Methods: The project was comprised of four smaller projects. The SHIFE Project Report Parts 2 - 6 are the detailed reports for the sub-projects. The Infirmary Evaluation Project was comprised of three smaller projects: two of the projects used survey methodology to evaluate family medicine resident and client satisfaction with their experiences in the Rotary Club of Toronto Infirmary (RCTI) (Report Parts 2 and 3 respectively); the third project was a chart review that examined various indicators of care provision in the RCTI (Report Part 4). The Intake and Triage Planning Project (Report Part 5) used qualitative methods to develop self-sustaining intake and triage protocols for SH that will ensure timely assessment of all clients and referral to specialized Seaton House programs that can best care for them. The Primary Care Referral Program Development Project (Report Part 6) used program development methods to create a program designed to make primary care appointments for clients who would benefit from accessing primary care in the community. The prototype program has been implemented and is part of a rigorous Randomized Controlled Trial (RCT). Finally, the SH-SMH Integration Development and Awareness Project (Report Part 7) used qualitative methods to develop processes, guidelines, forms and an information pathway to strengthen communication and care coordination for patients moving between SH and SMH.

Results: The key project outcome associated with each SHIFE sub-project is described here. First, information from the Infirmary Evaluation Projects has been and will continue to be used to improve client care and trainee experiences in the RCTI. Second, a self-sustaining health status intake program is now in place at SH and all clients admitted to the facility (5000/year) are processed through this intake and then triaged; a more in-depth evaluation is conducted for men who are still homeless three months after the initial intake. Third, a self-sustaining database of primary care physicians has been developed and is being used to refer clients to physicians in the community; more than 160 of the targeted 300 men have been enrolled in the RCT. Finally, a SH Client Service Worker now works at SMH in a new liaison position, an Integration Steering Committee has been developed, and multiple processes and procedures are now in place to improve the flow of people and information between SH and SMH.

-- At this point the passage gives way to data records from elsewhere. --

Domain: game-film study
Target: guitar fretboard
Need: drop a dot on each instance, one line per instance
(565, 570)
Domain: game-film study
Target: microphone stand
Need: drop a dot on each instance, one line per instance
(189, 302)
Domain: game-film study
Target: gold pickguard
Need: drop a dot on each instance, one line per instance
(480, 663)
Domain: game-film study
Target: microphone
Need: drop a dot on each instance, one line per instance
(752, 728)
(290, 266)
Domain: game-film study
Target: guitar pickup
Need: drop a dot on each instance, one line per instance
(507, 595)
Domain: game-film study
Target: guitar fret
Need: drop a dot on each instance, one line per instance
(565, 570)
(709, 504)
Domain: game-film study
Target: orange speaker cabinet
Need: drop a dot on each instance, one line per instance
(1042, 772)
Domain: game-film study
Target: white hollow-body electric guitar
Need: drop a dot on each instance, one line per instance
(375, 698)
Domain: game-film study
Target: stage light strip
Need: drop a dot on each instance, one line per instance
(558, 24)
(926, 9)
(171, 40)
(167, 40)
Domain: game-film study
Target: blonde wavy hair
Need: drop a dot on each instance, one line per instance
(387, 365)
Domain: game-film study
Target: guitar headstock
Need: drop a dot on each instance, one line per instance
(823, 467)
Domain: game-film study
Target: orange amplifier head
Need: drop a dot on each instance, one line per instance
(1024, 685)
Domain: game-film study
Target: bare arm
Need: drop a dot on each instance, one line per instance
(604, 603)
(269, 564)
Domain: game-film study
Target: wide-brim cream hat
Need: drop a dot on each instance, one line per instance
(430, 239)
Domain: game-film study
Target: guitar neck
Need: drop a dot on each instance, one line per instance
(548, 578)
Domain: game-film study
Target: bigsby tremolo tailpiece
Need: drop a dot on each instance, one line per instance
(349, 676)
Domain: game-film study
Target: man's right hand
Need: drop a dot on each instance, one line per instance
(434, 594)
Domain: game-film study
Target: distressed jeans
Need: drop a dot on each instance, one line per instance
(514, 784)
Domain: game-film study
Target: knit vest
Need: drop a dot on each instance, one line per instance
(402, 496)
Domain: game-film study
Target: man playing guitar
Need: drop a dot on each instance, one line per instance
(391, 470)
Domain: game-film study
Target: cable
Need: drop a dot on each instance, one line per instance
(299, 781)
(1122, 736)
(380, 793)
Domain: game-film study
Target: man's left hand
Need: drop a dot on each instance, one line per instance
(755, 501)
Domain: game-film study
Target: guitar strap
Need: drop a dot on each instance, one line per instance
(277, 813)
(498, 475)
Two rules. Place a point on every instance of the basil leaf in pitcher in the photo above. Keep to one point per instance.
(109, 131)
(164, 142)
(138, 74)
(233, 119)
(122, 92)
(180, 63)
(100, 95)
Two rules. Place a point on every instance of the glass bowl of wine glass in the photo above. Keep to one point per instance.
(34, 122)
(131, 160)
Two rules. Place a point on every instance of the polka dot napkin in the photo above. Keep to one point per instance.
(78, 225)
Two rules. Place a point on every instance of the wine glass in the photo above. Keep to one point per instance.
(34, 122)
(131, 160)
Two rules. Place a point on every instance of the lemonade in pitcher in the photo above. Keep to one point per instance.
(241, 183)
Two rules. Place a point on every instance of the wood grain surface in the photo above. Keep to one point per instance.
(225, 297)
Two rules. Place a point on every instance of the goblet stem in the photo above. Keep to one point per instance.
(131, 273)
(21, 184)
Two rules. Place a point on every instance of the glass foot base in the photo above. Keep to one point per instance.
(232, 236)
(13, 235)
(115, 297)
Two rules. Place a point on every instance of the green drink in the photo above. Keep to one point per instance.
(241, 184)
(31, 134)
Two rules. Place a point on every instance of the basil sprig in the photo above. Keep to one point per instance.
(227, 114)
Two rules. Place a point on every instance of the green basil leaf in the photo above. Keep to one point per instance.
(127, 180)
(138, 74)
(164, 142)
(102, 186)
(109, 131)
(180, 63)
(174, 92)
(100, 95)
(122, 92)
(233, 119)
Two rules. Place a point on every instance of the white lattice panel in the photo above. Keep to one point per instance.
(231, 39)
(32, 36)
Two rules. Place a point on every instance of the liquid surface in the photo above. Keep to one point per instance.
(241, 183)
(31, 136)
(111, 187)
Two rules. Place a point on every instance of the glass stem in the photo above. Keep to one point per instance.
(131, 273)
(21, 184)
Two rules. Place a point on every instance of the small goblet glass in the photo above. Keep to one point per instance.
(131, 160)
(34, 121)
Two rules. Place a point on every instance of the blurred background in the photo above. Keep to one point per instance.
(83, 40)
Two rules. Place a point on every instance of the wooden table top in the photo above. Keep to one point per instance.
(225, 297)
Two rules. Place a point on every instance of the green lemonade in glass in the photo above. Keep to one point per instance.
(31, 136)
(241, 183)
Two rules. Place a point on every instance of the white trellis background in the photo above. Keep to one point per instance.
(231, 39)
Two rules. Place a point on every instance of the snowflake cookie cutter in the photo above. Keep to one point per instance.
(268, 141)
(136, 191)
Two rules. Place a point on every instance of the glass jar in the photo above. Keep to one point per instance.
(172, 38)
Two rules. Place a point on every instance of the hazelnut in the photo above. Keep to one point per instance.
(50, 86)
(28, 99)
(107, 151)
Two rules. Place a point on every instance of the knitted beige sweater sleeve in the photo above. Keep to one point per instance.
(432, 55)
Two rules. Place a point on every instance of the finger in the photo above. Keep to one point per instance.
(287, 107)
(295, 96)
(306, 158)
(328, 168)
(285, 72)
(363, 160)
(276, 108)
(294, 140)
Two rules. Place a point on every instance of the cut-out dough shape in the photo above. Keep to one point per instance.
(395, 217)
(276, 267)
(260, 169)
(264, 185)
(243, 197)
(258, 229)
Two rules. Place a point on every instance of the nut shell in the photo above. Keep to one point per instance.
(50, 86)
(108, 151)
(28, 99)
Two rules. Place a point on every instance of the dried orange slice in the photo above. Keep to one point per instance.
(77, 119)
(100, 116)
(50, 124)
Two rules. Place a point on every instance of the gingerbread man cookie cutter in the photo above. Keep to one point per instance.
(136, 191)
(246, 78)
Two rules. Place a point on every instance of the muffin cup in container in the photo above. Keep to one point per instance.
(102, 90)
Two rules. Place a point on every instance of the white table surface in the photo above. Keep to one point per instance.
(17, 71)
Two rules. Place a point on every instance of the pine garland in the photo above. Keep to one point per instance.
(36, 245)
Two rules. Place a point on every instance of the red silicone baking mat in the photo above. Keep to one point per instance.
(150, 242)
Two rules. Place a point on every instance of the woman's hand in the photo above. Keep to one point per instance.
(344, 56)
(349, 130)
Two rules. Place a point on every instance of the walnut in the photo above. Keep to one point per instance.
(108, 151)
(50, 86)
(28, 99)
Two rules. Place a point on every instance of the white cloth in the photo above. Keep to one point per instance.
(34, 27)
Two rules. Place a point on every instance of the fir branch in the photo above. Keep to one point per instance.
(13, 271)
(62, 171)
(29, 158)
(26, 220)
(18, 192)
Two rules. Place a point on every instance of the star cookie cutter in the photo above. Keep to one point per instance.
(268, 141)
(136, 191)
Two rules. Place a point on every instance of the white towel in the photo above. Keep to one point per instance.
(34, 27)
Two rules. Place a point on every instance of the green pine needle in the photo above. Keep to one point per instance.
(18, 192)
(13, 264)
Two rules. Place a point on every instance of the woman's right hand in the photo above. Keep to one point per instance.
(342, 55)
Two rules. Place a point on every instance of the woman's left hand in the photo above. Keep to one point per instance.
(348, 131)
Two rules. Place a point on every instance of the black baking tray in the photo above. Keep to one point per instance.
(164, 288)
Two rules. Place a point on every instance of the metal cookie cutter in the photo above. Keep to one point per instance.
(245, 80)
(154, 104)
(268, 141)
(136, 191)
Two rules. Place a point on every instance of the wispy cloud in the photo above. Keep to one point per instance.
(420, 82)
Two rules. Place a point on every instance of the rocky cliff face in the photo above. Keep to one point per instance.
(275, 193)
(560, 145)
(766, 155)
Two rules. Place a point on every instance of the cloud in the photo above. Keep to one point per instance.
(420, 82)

Conclusions: The SHIFE project has been successful in meeting objectives for all projects. Organizational change, planned program evaluations and additional strategies targeted at making program changes self-sustaining will ensure that positive outcomes resulting from the SHIFE project remain after the project has ended. Anecdotal information from staff and clients at SH and other agencies suggest that the changes made and being made as a result of this project are positively impacting homeless men in Toronto.